That’s until Eivind (Herbert Nordrum) arrives on the scene, a much younger, inexplicably attractive barista with less worries than Aksel. Julie, still with plenty of gas in the tank and spooked by Aksel’s mutterings about children, is intrigued. Her first encounter with Eivind is electric. (I can’t see a scene at the festival beating it.) Conundrums ensue.
Despite that breezy premise, Trier manages to make The Worst Person in the World play like a serious drama with existential ramifications and keep the laugh count high. It’s certainly a comedy, but not quite a romcom, and too much fun to be a drama alone. There are opaque shades of Woody Allen’s best work, from Annie Hall to Hannah and Her Sisters. One key scene plays almost identically to one of Max von Sydow’s best pieces of acting in the latter. Yet it feels less like plagiarism, more like a (much-needed) update. Like in Allen, the ideas of Freud are a character of their own, too. Julie’s frayed relationship with her father is a central theme – and is commented upon, not always crudely. Like Allen, Trier seems to eschew Freud less than he eschews people endlessly talking about Freud, and psychoanalysing where it isn’t wanted. And there are shades of Milan Kundera and Philip Kaufman’s underseen adaptation The Unbearable Lightness of Being. One line – “The sum of Western guilt sat beside him on the couch” – could be straight out of Kundera’s canonical novel about politics and sex. Even Philip Roth’s Portnoy gets a name-drop.
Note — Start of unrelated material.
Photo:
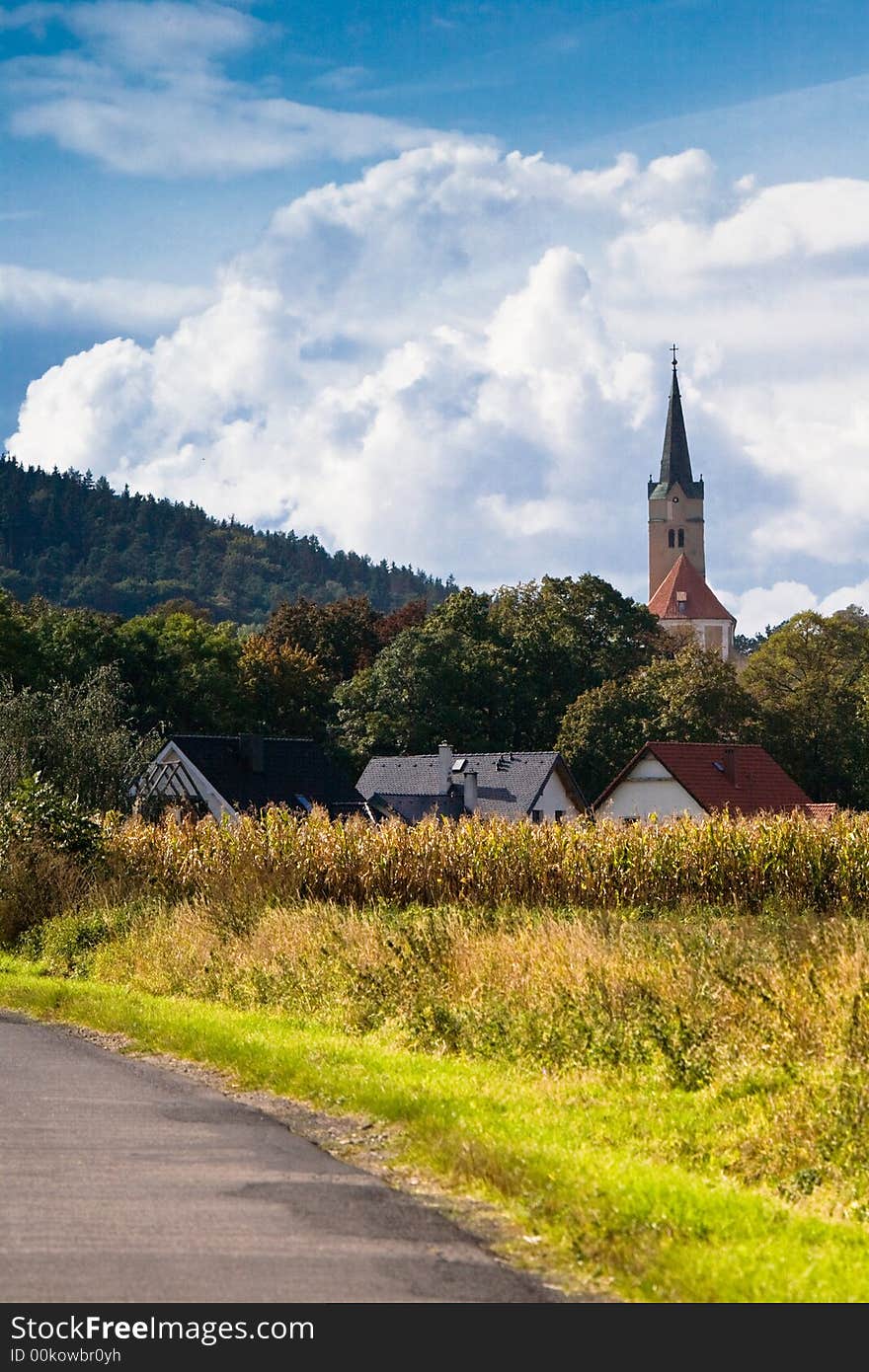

It’s clear, then, what Trier has been reading and watching of late. It has made him a better and more interesting filmmaker – and helped him produce one of the best and most interesting romantic films of recent times. He deserves immense credit for that, and for resurrecting a tired genre too often placed in the hands of men who had little sincere interest in the lives of women.
Julie, however, feels totally real. Reinsve sparkles in her first lead role. She endows Julie with an easy flirtatiousness without ever losing an inch on her agency. This is Julie’s story alone, even if she isn’t the titular worst person in the world. That honour belongs to someone else. But it’s Julie who holds our attention, and Reinsve who deserves the plaudits. In an ensemble cast with that much skill and experience, standing out is hard. She commands the screen like few newcomers we’ve seen of late. Still, every actor involved should pat themselves on the back. Trier and co-writer Eskil Vogt too. The careers of all involved should ascend to new heights, even if the artistic mountain may now have been conquered. I think they will.
Grade: A+
This review is from the 74th Cannes Film Festival.